The takeaway is counterintuitive: AI Overviews aren't bad for traffic if you get cited inside them. They're devastating for everyone else. The competitive question has shifted from "rank #1" to "be the source the AI quotes."

What Actually Earns Citations: The Academic Anchor

The foundational research on what increases generative-engine citation is Aggarwal et al., "GEO: Generative Engine Optimization" (arXiv 2311.09735, KDD 2024). Their benchmark — GEO-bench — runs 10,000 queries across the major generative engines and tests which content techniques increase visibility in AI responses.

The headline result: up to 40% visibility lift in generative engine responses from three main techniques: citation inclusion (linking to sources), quotation addition (using direct quotes), and authoritative language. That paper is the only peer-reviewed benchmark in the space as of mid-2026, and it's still cited as the methodological gold standard.

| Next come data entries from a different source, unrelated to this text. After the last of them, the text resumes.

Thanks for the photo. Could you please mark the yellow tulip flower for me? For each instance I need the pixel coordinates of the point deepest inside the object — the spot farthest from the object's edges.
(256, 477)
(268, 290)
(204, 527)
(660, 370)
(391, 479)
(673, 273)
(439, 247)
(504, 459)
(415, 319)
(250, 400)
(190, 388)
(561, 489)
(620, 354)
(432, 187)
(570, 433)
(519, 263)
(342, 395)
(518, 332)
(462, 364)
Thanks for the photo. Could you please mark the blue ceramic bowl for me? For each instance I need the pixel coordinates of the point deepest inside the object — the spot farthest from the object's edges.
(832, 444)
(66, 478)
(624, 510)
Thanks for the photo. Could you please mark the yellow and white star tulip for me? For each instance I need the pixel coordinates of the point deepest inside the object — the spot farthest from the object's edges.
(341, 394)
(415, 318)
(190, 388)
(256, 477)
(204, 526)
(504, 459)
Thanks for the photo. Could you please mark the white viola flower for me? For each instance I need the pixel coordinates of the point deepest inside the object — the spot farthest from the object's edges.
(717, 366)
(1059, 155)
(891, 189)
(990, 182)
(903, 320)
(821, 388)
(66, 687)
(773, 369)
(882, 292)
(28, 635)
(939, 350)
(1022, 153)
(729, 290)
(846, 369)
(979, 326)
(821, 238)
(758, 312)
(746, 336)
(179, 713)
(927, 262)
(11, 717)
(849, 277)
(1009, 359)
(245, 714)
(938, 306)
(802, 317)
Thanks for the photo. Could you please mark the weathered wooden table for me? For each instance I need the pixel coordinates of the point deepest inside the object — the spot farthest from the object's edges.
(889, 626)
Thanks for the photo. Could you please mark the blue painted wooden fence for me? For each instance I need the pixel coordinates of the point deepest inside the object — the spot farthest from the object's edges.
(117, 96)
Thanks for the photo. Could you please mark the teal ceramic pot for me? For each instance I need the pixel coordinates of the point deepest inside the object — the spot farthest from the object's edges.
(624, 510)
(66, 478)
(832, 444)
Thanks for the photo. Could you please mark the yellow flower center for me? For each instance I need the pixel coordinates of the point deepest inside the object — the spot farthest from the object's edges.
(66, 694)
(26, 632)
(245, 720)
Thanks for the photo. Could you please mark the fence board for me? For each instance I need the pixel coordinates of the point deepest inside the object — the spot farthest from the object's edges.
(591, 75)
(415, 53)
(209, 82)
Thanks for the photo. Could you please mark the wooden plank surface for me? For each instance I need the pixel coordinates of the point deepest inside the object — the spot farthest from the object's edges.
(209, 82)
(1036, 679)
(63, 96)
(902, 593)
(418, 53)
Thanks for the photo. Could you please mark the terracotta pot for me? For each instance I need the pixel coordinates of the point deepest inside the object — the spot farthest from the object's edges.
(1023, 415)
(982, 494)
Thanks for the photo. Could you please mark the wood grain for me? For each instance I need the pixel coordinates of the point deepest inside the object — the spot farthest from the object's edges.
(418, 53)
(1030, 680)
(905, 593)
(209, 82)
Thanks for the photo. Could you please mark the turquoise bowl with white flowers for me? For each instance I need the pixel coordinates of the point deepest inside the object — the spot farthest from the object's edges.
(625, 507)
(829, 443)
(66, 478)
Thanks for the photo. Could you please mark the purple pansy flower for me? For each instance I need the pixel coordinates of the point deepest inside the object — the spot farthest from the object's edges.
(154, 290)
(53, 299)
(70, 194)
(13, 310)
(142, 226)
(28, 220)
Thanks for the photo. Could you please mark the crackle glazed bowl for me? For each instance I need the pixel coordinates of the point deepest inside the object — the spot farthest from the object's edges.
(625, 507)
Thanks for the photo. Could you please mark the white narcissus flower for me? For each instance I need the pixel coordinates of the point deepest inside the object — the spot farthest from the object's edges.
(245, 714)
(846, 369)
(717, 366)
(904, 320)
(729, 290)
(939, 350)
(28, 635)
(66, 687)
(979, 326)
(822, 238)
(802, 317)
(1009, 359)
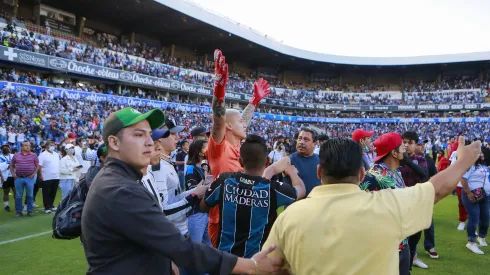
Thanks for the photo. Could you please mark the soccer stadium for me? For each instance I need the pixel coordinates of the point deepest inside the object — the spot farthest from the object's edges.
(193, 143)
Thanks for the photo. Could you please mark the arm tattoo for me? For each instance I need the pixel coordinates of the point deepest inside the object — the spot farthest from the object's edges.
(248, 113)
(219, 109)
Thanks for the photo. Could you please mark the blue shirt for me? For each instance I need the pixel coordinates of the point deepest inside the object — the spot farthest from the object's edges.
(306, 169)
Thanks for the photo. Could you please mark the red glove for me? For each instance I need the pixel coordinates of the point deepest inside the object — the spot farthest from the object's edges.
(261, 90)
(220, 75)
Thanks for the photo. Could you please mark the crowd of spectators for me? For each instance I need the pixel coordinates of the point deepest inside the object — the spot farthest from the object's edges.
(150, 60)
(26, 116)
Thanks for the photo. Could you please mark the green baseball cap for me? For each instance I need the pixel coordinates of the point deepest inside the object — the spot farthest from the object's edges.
(128, 116)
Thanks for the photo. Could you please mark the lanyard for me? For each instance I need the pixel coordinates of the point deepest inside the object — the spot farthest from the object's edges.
(394, 175)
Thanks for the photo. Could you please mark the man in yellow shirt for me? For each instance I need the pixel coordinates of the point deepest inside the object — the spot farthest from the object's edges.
(341, 233)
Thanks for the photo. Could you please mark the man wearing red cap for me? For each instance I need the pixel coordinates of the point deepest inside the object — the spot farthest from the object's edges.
(384, 174)
(364, 139)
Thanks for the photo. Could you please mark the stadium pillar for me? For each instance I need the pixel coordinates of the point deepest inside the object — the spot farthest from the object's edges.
(81, 25)
(132, 38)
(172, 50)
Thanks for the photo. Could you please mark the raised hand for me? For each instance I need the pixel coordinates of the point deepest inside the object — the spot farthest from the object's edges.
(265, 264)
(261, 90)
(220, 75)
(470, 153)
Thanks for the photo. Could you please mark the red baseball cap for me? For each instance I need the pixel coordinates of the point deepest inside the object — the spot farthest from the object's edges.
(359, 134)
(387, 143)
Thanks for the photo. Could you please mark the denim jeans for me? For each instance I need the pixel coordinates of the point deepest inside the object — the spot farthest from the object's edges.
(198, 228)
(66, 186)
(478, 215)
(181, 180)
(198, 233)
(429, 237)
(20, 185)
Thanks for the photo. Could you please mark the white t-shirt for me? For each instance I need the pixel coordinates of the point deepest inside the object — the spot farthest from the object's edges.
(50, 163)
(12, 137)
(477, 177)
(275, 155)
(173, 199)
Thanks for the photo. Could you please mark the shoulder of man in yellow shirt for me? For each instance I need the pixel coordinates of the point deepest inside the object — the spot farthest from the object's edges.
(408, 210)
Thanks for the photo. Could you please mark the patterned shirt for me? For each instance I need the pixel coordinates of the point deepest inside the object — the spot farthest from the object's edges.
(379, 177)
(411, 177)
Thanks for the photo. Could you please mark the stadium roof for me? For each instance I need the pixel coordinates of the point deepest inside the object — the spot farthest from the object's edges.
(184, 24)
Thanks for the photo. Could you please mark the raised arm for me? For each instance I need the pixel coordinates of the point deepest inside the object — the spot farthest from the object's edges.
(218, 127)
(445, 182)
(261, 90)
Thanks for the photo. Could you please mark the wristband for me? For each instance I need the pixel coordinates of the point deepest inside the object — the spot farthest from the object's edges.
(256, 266)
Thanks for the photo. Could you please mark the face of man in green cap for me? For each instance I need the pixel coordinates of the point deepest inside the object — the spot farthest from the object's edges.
(132, 145)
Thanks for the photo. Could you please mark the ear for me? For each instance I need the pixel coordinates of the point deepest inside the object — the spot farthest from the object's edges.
(362, 174)
(113, 143)
(319, 172)
(228, 126)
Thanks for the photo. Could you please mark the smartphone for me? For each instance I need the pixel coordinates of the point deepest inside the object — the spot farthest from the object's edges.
(208, 180)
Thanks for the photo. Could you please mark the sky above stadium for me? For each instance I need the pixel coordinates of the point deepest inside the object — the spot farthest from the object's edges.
(374, 28)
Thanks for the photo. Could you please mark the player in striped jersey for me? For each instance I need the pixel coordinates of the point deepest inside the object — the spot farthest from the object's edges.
(248, 203)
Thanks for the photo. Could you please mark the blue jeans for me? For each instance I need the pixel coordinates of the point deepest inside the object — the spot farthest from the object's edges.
(478, 215)
(181, 180)
(66, 186)
(28, 184)
(198, 233)
(198, 228)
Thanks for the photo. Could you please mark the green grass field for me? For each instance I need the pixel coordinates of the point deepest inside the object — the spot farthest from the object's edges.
(43, 255)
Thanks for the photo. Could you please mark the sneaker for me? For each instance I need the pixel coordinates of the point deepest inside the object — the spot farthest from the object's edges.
(419, 263)
(474, 248)
(433, 253)
(482, 241)
(461, 226)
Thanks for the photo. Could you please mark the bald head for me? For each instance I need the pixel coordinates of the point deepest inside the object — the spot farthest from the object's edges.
(231, 115)
(235, 124)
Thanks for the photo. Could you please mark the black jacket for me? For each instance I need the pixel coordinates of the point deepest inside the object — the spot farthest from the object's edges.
(125, 232)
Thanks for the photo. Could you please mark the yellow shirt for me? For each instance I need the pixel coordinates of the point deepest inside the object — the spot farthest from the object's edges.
(342, 230)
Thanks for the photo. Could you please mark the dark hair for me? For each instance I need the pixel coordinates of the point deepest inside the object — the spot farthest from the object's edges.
(194, 150)
(253, 152)
(184, 141)
(101, 152)
(341, 158)
(314, 135)
(411, 136)
(323, 137)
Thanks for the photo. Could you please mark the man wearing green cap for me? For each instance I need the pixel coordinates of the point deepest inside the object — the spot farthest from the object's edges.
(123, 228)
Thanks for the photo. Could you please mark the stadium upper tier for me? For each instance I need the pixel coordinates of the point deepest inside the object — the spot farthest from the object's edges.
(235, 28)
(146, 60)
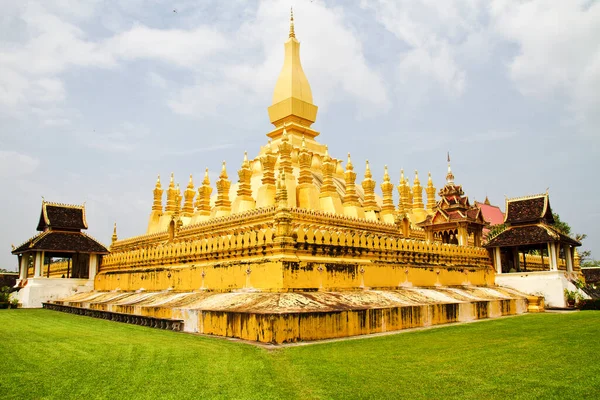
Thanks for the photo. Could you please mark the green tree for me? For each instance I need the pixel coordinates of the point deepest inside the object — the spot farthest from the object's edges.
(565, 228)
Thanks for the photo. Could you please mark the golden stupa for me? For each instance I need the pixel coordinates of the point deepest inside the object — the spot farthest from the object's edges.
(297, 249)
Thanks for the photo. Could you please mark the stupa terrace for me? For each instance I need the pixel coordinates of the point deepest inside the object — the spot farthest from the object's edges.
(297, 249)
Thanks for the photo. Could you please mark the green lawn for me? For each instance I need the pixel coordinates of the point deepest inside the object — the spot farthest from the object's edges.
(46, 354)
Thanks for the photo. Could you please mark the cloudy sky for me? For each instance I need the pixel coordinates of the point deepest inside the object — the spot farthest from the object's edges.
(98, 97)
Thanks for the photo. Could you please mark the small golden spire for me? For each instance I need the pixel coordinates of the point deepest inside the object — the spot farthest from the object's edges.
(449, 175)
(416, 181)
(292, 33)
(114, 237)
(349, 165)
(223, 171)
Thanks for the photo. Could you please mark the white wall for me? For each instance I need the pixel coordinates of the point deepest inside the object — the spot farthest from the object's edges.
(41, 290)
(550, 284)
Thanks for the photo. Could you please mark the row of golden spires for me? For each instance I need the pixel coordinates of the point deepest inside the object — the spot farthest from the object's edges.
(410, 198)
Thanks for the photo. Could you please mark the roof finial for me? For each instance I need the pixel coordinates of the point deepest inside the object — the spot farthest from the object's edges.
(449, 175)
(292, 33)
(114, 237)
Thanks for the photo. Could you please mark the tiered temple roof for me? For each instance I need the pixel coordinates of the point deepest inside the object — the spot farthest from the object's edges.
(61, 226)
(530, 223)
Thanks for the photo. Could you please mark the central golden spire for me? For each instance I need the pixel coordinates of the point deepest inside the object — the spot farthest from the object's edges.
(292, 97)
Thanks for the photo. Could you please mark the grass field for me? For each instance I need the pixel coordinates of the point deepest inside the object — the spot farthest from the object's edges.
(46, 354)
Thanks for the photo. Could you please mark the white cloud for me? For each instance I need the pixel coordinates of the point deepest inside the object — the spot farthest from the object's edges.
(126, 138)
(439, 35)
(559, 51)
(185, 48)
(332, 58)
(14, 164)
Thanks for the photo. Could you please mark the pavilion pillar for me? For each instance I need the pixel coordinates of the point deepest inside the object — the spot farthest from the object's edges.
(568, 258)
(93, 266)
(552, 256)
(37, 264)
(24, 265)
(463, 236)
(497, 260)
(477, 238)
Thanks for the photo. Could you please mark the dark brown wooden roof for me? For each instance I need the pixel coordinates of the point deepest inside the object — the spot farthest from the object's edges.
(529, 209)
(66, 242)
(61, 217)
(525, 235)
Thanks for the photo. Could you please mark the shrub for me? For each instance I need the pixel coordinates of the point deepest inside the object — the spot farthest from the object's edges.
(4, 294)
(589, 304)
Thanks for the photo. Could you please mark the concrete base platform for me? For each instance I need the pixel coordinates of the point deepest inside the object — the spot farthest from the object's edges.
(301, 316)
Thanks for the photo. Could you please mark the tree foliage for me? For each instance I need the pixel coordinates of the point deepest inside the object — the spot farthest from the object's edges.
(565, 228)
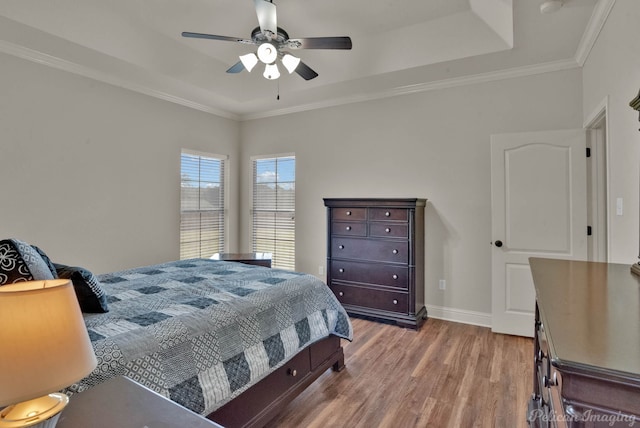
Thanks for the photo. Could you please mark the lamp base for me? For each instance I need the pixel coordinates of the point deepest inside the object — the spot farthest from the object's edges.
(42, 412)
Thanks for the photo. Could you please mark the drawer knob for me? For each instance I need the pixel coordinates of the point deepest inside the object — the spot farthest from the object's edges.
(550, 382)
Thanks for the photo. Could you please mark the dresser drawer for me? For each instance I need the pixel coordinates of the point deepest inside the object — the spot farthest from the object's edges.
(393, 214)
(389, 230)
(372, 250)
(349, 228)
(353, 214)
(370, 273)
(371, 298)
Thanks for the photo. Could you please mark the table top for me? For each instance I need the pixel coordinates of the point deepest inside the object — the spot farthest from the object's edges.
(121, 402)
(591, 315)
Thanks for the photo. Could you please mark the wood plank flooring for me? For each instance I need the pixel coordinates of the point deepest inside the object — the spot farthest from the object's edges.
(445, 375)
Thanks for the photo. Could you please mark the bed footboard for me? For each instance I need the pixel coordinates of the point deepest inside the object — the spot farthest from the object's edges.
(263, 401)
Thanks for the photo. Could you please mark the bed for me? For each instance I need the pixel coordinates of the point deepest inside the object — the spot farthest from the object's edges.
(231, 341)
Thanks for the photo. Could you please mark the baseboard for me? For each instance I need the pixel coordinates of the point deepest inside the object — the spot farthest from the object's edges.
(459, 315)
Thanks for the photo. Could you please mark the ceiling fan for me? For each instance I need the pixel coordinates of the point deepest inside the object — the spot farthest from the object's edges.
(272, 42)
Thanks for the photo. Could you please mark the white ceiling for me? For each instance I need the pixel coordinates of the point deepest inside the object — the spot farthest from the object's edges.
(398, 47)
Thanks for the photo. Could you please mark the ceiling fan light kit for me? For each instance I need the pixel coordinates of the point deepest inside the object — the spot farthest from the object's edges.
(290, 62)
(271, 72)
(270, 40)
(267, 53)
(249, 61)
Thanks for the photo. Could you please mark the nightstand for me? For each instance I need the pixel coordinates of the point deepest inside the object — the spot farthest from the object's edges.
(120, 402)
(257, 259)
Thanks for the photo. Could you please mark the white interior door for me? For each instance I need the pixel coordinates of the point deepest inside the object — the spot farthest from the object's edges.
(539, 209)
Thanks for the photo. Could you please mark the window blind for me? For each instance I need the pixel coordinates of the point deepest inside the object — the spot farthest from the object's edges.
(202, 210)
(274, 209)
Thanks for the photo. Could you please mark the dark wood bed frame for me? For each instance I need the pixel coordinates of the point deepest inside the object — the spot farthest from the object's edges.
(263, 401)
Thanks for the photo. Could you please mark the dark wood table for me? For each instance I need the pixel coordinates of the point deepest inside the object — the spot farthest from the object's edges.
(257, 259)
(120, 402)
(587, 347)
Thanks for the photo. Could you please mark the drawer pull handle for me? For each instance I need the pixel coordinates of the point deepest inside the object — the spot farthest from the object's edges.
(550, 382)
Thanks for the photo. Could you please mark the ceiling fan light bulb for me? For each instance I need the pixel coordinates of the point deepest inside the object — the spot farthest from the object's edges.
(290, 62)
(271, 72)
(267, 53)
(249, 61)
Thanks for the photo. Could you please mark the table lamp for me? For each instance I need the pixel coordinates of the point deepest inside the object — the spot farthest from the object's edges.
(45, 348)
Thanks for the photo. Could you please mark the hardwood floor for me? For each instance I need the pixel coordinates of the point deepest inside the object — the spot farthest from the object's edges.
(445, 375)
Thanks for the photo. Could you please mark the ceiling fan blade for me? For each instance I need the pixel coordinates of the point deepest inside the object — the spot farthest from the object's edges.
(320, 43)
(267, 17)
(214, 37)
(236, 68)
(305, 71)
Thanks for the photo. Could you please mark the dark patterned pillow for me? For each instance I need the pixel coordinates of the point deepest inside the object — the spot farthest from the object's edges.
(47, 260)
(91, 296)
(19, 261)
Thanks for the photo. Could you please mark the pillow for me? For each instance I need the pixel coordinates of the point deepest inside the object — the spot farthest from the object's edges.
(91, 296)
(47, 260)
(21, 262)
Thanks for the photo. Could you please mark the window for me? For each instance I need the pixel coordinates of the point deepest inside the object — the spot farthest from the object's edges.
(202, 213)
(274, 208)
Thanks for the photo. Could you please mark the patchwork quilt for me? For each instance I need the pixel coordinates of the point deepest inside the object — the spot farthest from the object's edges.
(200, 331)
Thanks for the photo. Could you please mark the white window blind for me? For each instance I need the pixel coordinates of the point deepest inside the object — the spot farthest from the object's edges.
(202, 211)
(274, 209)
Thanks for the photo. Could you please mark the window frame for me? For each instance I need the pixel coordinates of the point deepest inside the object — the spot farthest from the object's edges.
(253, 160)
(224, 159)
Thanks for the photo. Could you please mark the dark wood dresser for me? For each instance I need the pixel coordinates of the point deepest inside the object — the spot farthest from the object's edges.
(587, 345)
(375, 257)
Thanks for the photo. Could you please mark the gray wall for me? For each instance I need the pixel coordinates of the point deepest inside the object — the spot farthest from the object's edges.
(433, 145)
(611, 75)
(91, 172)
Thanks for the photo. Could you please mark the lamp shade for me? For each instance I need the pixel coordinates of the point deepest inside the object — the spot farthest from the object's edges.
(45, 344)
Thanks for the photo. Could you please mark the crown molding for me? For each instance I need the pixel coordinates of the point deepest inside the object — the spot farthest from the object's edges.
(528, 70)
(71, 67)
(594, 27)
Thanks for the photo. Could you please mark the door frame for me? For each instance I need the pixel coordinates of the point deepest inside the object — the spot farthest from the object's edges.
(598, 206)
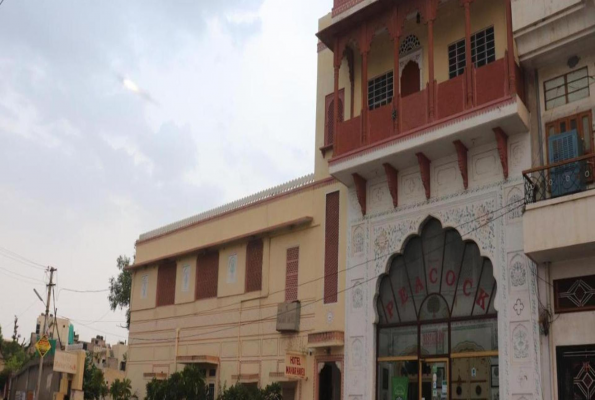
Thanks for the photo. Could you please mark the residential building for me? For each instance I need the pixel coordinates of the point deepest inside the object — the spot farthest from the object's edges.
(429, 130)
(556, 46)
(251, 292)
(58, 329)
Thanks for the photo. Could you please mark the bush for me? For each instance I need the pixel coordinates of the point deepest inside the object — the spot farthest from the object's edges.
(188, 384)
(244, 392)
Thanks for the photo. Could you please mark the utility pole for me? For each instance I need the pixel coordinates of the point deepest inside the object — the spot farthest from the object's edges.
(15, 335)
(45, 327)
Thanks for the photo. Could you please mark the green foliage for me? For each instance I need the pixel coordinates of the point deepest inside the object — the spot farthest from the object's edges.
(120, 287)
(121, 390)
(188, 384)
(244, 392)
(94, 385)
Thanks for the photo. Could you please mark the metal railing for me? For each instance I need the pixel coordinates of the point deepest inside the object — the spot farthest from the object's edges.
(559, 179)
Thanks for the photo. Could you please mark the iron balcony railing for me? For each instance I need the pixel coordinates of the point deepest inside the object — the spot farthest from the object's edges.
(559, 179)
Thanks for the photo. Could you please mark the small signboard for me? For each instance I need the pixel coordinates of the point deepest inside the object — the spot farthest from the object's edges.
(295, 365)
(43, 346)
(65, 362)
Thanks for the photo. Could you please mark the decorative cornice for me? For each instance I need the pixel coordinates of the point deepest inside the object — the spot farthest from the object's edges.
(462, 155)
(274, 193)
(441, 124)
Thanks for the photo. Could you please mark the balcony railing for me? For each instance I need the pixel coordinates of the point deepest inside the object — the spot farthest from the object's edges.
(490, 84)
(560, 179)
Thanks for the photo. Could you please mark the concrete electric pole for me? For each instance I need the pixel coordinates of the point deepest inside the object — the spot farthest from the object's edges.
(45, 327)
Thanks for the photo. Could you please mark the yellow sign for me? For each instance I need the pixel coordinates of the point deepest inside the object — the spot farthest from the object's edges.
(295, 365)
(65, 362)
(43, 345)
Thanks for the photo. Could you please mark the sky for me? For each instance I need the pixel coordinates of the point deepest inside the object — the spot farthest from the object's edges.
(118, 117)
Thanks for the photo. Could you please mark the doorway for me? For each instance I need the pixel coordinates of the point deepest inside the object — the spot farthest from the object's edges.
(576, 372)
(329, 382)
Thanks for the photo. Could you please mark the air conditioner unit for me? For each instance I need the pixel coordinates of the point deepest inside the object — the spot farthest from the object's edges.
(568, 178)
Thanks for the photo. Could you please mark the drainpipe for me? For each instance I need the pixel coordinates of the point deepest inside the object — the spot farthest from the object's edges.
(554, 378)
(539, 124)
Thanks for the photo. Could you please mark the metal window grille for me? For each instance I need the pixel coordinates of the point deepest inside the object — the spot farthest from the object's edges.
(207, 275)
(254, 265)
(483, 52)
(291, 275)
(380, 90)
(567, 88)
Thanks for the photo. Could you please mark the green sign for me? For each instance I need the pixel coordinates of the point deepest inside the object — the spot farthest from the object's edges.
(400, 387)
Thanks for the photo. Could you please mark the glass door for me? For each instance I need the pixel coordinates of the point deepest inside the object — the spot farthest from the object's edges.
(433, 383)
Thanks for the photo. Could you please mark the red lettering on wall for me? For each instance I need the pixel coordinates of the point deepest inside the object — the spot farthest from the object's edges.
(418, 285)
(433, 277)
(389, 309)
(467, 284)
(403, 294)
(481, 298)
(450, 278)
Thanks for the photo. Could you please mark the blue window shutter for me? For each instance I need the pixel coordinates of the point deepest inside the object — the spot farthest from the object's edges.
(564, 146)
(565, 179)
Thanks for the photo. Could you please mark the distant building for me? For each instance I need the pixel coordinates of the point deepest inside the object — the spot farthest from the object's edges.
(58, 328)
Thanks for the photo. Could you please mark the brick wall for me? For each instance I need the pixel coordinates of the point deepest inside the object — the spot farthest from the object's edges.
(207, 275)
(166, 284)
(331, 248)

The community evidence layered on top of that — including the structural-pattern studies and author-bio correlation work I documented in my GEO playbook — extends the same direction. Lists get cited 3× more than paragraphs. Author bios correlate with +47% more citations. Structured comparison tables outperform prose for AI extraction. The pattern is consistent enough across independent measurements that the playbook is actually settled: optimize for the AI to find, extract, and quote you, and you'll get cited. The thing that's still being measured is how much lift each tactic delivers in different categories.

If you want the tactical version with code samples and a real domain's before/after data, the GEO playbook walks through everything I changed on macmdviewer.com to go from 6 to 130 ChatGPT referrals per month.

AI Crawlers Are Taking Far More Than They Give

This is the data that most people building for the open web haven't fully internalized. Cloudflare publishes the only consistent dataset on AI crawler activity vs referral traffic — their crawl-to-refer ratio metric tracks, for each platform, how many pages it crawls vs how many human visitors it sends back to your site.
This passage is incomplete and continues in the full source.